"Ökumene des Hasses" in den USA?
Die Empörung des Theologen George Weigel in seinem jüngsten Kommentar für die Zeitschrift "First Things" ist überdeutlich. Die Autoren des "Civilta Cattolica"-Artikels über eine "Ökumene des Hasses" in den USA wüssten nicht, wovon sie reden, so Weigel. Die Papst-Vertrauten Antonio Spadaro und Marcelo Figueroa hätten Franziskus mit ihrer "surrealen Darstellung" des US-amerikanischen Katholizismus und des evangelikalen Protestantismus des 21. Jahrhunderts keinen Gefallen getan. Das Ergebnis, so Weigel, sei ein "intellektueller Abfallcontainer".
Da die Artikel in der renommierten Jesuitenzeitschrift "Civilta Cattolica" vom vatikanischen Staatssekretariat gegengelesen werden, stelle sich "die irritierende Frage nach der Kompetenz" - auch der des Staatssekretariats. Weigel gilt unter den konservativen Katholiken in den USA seit Jahrzehnten als Vordenker.
Dem Artikel fehlt es nicht an Schärfe
Spadaro, Chefredakteur der "Civilta Cattolica", und der protestantische Theologe Figueroa hatten es ihrerseits in ihrem bereits am 13. Juli erschienenen und seither in mehrere Sprachen übersetzten Grundsatzartikel nicht an Schärfe fehlen lassen. "Katholische Integralisten" und evangelische Fundamentalisten teilten denselben "politischen Manichäismus", der die Welt in Schwarz und Weiß aufteile. Sie seien in ihrer Weltsicht "nicht sehr viel anders" als Dschihadisten, polemisierten sie.
Hart gehen die Papst-Vertrauten mit Donald Trumps Chefstrategen Stephen Bannon ins Gericht, einem Rechtskatholiken, dem von Journalisten wegen einer kurzen Begegnung in Rom "enge Kontakte" zum konservativen Kardinal Raymond L. Burke nachgesagt werden. Bannon vertrete eine "apokalyptische Geopolitik", deren Kennzeichen Fremdenfeindlichkeit und Islamophobie sowie die Blockade von Schritten gegen den Klimawandel seien. Während Papst Franziskus versuche, Brücken zu bauen, thematisierten Rechtskatholiken und Evangelikale weiterhin Abtreibung, gleichgeschlechtliche Partnerschaften und religiöse Erziehung. Eine solche "Ökumene des Konflikts" habe nichts mit der Ökumene zu tun, die Franziskus im Sinn habe.

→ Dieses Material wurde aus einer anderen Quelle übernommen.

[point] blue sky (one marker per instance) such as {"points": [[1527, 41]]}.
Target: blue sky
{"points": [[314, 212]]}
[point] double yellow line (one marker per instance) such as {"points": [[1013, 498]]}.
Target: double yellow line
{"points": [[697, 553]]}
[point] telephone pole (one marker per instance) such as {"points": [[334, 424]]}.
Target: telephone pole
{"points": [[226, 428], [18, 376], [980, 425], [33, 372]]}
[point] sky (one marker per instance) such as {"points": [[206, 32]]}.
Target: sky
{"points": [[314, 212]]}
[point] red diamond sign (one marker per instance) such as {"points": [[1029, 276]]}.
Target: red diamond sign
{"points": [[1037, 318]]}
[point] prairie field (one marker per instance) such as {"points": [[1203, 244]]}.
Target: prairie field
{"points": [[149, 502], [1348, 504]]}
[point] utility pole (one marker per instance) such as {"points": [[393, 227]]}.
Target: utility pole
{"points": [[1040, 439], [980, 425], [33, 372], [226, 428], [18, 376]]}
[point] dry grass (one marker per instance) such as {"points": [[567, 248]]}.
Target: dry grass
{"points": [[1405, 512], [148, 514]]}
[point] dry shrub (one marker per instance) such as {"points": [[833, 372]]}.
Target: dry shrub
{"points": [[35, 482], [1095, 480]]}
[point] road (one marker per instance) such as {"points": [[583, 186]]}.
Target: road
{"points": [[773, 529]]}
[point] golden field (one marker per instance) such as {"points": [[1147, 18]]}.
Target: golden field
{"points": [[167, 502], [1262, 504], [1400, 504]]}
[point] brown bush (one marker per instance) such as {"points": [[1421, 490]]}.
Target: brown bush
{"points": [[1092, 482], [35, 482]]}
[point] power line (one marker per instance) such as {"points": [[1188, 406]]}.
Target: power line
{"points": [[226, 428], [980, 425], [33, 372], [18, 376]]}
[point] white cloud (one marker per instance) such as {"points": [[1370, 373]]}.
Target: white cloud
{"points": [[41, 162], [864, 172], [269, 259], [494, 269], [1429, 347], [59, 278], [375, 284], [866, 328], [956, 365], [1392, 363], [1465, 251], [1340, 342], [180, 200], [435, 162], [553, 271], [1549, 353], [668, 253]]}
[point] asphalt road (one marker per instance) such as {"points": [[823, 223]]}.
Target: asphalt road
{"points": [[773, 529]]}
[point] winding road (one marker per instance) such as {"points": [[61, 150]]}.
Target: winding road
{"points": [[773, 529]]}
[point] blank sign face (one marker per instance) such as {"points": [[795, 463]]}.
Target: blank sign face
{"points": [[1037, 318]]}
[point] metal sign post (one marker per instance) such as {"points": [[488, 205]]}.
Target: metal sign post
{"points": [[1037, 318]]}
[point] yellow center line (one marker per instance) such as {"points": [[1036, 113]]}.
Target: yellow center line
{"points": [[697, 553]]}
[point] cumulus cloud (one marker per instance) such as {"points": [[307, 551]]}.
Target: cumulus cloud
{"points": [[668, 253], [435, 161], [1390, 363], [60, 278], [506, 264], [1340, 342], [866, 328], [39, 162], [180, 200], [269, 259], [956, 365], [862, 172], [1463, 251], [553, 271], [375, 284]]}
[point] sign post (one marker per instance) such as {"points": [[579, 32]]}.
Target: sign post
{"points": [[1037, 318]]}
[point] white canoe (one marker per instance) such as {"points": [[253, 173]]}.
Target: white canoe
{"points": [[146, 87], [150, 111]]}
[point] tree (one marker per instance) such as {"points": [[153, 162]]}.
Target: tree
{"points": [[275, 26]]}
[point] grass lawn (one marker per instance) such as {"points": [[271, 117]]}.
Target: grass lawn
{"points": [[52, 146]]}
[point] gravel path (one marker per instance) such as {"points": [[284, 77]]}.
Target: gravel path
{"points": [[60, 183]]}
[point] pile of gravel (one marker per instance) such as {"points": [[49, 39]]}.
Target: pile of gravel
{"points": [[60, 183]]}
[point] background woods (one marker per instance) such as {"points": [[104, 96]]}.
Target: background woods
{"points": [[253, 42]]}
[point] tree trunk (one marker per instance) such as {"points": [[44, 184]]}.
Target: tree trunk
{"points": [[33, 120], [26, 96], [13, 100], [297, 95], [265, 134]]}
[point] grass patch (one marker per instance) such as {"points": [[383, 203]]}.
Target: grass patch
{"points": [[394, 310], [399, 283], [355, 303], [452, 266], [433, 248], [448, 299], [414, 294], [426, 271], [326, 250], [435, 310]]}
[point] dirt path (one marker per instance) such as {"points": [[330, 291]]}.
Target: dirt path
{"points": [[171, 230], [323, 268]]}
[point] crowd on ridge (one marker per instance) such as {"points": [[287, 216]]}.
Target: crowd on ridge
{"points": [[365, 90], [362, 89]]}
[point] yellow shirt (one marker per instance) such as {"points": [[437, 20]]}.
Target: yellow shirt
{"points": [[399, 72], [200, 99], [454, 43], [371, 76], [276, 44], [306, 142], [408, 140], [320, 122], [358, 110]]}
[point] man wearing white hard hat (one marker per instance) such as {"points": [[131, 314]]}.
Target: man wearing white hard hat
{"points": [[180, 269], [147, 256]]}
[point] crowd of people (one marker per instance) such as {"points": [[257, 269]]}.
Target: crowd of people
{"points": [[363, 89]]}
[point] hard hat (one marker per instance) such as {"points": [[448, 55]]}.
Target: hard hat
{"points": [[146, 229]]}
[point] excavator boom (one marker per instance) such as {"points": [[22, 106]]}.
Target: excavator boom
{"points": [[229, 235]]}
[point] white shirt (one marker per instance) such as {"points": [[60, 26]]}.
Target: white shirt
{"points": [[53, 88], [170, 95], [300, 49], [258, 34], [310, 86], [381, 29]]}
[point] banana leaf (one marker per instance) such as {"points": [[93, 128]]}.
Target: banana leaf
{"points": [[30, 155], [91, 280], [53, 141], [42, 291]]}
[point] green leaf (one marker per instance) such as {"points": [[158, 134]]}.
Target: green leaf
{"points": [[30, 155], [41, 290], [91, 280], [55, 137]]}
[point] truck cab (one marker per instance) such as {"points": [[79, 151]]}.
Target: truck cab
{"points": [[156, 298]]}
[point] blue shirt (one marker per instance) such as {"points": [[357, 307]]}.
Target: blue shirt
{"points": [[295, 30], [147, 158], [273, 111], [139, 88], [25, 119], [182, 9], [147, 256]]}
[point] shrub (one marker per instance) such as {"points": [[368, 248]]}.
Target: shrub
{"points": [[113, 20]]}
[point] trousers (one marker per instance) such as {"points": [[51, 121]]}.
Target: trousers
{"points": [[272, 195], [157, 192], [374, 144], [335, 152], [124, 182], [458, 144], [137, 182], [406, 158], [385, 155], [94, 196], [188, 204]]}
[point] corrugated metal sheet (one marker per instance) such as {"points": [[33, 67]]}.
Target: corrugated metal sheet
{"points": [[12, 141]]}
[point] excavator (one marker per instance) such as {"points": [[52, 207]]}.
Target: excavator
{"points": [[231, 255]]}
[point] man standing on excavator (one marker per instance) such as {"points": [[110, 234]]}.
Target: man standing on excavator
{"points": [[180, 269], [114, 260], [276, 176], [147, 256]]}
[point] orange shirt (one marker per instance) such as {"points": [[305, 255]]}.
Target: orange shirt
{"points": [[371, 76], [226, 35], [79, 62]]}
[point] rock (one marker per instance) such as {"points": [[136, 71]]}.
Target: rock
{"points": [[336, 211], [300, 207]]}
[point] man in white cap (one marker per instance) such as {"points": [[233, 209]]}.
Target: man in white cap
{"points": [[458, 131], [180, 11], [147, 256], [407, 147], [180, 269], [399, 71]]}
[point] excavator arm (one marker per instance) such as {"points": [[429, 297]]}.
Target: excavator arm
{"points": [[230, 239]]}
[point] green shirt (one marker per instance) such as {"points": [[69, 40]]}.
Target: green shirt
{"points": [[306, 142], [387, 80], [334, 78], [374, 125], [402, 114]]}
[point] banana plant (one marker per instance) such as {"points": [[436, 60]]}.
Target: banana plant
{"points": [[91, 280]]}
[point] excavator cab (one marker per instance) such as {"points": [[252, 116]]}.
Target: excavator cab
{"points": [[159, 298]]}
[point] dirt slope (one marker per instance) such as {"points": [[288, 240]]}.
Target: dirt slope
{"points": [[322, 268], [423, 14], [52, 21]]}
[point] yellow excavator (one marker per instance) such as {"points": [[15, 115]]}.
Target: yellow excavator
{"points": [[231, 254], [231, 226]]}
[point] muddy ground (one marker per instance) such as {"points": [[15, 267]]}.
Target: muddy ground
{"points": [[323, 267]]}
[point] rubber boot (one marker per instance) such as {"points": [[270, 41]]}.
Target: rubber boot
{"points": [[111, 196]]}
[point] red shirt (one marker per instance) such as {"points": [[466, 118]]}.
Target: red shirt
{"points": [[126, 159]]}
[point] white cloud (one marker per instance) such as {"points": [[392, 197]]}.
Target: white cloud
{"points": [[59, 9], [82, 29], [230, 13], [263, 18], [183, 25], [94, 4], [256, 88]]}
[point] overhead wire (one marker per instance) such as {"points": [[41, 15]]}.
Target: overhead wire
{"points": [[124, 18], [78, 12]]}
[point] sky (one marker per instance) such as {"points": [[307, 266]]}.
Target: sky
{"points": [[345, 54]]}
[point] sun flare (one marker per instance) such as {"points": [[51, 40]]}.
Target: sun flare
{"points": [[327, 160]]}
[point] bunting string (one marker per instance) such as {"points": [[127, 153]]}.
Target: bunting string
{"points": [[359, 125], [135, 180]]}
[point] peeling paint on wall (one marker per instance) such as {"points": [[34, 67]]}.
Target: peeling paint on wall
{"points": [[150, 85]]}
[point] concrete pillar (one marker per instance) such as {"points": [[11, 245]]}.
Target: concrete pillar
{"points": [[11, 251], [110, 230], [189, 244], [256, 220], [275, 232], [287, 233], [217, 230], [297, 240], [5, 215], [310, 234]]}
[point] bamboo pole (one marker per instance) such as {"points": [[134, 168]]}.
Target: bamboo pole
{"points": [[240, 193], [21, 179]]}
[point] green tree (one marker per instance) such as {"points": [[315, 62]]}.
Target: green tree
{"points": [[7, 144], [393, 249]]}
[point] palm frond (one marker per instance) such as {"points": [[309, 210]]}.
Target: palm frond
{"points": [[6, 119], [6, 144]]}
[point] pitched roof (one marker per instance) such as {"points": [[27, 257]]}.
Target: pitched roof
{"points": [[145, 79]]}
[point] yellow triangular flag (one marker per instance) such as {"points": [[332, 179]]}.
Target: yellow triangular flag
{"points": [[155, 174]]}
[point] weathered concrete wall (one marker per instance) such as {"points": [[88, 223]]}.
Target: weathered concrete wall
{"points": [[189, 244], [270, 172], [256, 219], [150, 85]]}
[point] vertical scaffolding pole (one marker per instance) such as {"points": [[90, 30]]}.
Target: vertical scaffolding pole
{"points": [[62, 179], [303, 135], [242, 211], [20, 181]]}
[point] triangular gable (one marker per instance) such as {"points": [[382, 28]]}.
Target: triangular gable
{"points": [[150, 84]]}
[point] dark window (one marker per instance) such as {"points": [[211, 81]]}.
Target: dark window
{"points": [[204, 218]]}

Der katholische Theologe Massimo Faggioli von der katholischen Villanova University in Pennsylvania versteht die Analyse von "Civilta Cattolica" als historischen Beitrag, "der besonders wichtig ist, um das Verhältnis zwischen dem Vatikan unter Franziskus, den Vereinigten Staaten und dem amerikanischen Katholizismus zu verstehen." Dieser habe sich sehr unterschiedlich vom Katholizismus in Europa und Lateinamerika entwickelt. Wie sehr, das lässt sich an der Reaktion des konservativen Erzbischofs von Philadelphia, Charles Chaput, ablesen. Chaput kanzelt die Franziskus-Vertrauten als "nützliche Idioten" ab. Ihr Artikel repräsentiere eine grobe Vereinfachung, "die das katholisch-evangelikale Zusammenwirken bei der Religionsfreiheit und anderen Schlüsselthemen nur ungenügend abbildet".
Welche Rolle spielen die US-Bischöfe?
Michael Sean Winters vom "National Catholic Reporter" deutet den Aufschrei der Kritisierten hingegen als das Bellen getretener Hunde. "Endlich hat jemand mit Autorität anerkannt, dass diese Verbindung zwischen konservativen Katholiken und Evangelikalen immer schon mehr mit Politik als mit Religion zu tun hatte." Nicht unbemerkt blieb in der US-Kirche auch die auf einer katholischen Webseite geübte und von Spadaro weiter getwitterte Kritik an den US-Bischöfen. "Warum haben die Bischöfe nicht längst etwas zu diesem heiklen und entscheidenden Thema gesagt?", hinterfragt "Il Sismografo" deren Rolle während der Trump-Präsidentschaft.
John Allen, ein erfahrener Kenner des Vatikan und der US-Bischofskonferenz, findet den Beitrag der "Civilta Cattolica" zu undifferenziert, verurteilt ihn aber nicht in Bausch und Bogen. Er weist vor allem auf die diplomatischen Verwicklungen hin, die sich daraus ergeben und betont, es sei alles andere als alltäglich, dass ein quasi offizielles Organ des Vatikan die Politik eines anderen Landes kommentiere.